In Other Developments:

  • Two Iraqi policemen were killed Sunday when a roadside bomb exploded near their patrol in eastern Baghdad, police said. After the blast, gunmen sped by in a car and showered the policemen with machine gun fire, a police officer said on condition of anonymity because he was not authorized to talk to media. Three policemen and three civilians in the area were wounded, the officer said.
  • Also Sunday, the bullet-riddled body of a senior police commander was discovered in Basra, Iraq's second-largest city about 340 miles southeast of Baghdad, police said. Col. Nasser Hamoud, who was in charge of the city's prisons, had been kidnapped along with three of his guards the day before, another officer said on condition of anonymity out of fear of reprisals. The guards were released a few hours later, he said. Hamoud's hands and legs were bound, and his body showed signs of torture, the officer said. He was a member of the Shiite Fadhila party, an influential Shiite group that controls Basra's provincial government.

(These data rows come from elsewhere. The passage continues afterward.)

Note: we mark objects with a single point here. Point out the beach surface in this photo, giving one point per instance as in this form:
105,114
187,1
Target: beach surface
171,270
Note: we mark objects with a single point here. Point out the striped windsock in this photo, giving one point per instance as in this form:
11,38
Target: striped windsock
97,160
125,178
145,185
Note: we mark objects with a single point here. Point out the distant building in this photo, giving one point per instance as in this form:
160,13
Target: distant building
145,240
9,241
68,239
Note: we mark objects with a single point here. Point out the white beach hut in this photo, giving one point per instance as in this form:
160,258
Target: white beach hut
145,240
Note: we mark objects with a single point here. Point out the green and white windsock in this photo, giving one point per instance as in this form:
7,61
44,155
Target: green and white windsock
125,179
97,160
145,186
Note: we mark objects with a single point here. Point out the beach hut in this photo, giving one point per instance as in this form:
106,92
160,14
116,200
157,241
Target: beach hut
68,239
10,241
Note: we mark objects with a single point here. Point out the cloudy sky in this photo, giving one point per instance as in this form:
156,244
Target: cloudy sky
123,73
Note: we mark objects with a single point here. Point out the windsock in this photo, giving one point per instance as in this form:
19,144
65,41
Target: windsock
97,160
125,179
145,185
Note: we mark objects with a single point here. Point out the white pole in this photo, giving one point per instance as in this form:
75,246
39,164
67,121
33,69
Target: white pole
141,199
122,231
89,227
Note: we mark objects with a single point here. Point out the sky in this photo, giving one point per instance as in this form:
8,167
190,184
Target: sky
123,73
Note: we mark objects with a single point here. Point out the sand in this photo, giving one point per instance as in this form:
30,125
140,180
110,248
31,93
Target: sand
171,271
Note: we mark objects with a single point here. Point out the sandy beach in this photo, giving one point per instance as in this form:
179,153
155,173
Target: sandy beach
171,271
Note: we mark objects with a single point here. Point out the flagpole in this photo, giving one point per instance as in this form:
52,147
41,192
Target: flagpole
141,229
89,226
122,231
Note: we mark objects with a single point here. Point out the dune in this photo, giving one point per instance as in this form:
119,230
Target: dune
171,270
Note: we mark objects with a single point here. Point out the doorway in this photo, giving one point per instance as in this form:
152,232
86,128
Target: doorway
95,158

  • Prime Minister Nouri al-Maliki said Sunday that provincial elections will be held before the end of the year — a key demand from the United States, which hopes to give Sunnis another chance to take part. The last provincial elections were held on Jan. 30, 2005, and were largely boycotted by the Sunni minority, resulting in a Shiite sweep even in areas of the country with substantial Sunni populations.
  • Yesterday, al-Maliki condemned a U.S. raid Saturday in Baghdad's Shiite Sadr City slum — a politically sensitive district for him —in which American troops searching for Iranian-linked militants sparked a firefight the U.S. said left 26 Iraqis dead. The U.S. military said all those killed in the fighting were gunmen, some of them firing from behind civilian cars. But an Iraqi official put the death toll lower, at eight, and said they were civilians. Residents also said eight civilians were killed in their homes, angrily accusing American troops of firing wildly during the pre-dawn assault.

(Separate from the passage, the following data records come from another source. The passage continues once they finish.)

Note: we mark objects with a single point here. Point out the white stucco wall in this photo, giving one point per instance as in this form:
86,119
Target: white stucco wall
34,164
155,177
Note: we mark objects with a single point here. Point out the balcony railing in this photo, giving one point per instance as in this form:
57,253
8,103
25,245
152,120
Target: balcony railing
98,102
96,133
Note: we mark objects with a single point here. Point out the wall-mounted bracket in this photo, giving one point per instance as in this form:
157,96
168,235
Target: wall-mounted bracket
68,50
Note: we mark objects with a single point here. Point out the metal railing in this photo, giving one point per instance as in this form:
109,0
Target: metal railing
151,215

    Sadr City is the Iraqi capital's largest Shiite neighborhood — home to some 2.5 million people — making U.S. raids there potentially embarrassing for al-Maliki's Shiite-led government. The district is also the stronghold of the Mahdi Army, a militia loyal to anti-American cleric Muqtada al-Sadr, who was once al-Maliki's ally.

  • One U.S. soldier was killed and three wounded when an explosively-formed penetrator (EFP) hit their combat patrol in southern Baghdad, the military said Saturday. The soldiers' unit had just detained nine men suspected of making roadside bombs, when they were hit by an EFP on Friday, the U.S. military said in a statement. The victims' names were withheld pending family notification.

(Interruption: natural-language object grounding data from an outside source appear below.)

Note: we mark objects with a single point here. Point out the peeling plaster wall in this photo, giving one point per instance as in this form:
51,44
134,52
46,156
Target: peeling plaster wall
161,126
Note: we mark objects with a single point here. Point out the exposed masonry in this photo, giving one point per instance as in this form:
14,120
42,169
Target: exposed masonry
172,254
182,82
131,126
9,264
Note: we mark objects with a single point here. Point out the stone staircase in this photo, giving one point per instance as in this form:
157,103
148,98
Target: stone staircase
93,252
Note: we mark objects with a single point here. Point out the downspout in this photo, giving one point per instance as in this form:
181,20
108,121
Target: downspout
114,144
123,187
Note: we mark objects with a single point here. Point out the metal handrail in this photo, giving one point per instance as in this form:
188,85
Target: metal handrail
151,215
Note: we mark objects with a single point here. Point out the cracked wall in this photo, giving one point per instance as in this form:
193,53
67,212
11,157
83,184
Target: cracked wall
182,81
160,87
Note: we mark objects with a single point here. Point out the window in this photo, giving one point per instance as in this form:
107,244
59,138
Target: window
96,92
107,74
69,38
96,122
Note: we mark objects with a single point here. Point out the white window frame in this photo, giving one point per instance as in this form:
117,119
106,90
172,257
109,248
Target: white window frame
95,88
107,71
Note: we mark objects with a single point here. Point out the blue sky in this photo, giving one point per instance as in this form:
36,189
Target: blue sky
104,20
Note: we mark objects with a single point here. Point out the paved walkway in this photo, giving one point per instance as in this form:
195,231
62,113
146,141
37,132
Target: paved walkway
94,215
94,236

  • A suicide bomber exploded himself in a crowd of police recruits Saturday in a market area northeast of Baghdad, killing at least 16 people, police said. The bomber detonated his explosives belt in a market area outside a police station in Muqdadiyah, 60 miles north of the Iraqi capital, a police officer said on condition of anonymity because he was not authorized to release the information. All of the victims were new police recruits, the officer said.
  • The military says U.S. troops uncovered a mass grave with as many as 40 bodies at a site south of Fallujah. It says a tip from a local resident led forces to the location. Between 35 and 40 bodies were found with gunshot wounds and limbs bound.
  • Reports of 20 beheaded bodies found south of Baghdad earlier this week were untrue and may have been fabricated by insurgents aiming to incite violence and revenge killings, the U.S. military said Saturday. On Thursday, many Iraqi and international media outlets aired news of the bodies, quoting unnamed Iraqi police. The decapitated bodies had allegedly turned up on the banks of the Tigris River near Salman Pak, 15 miles southeast of Baghdad. At the time, the Interior Ministry tried to send troops to the area to confirm the discovery, but the visit was called off because the area was too dangerous. On Saturday, the U.S. military issued a statement saying it had investigated the reports of the bodies and ultimately found them to be false. "Anti-Iraqi Forces are known for purposely providing false information to the media to incite violence and revenge killings, and they may well have been the source of this misinformation," the statement said.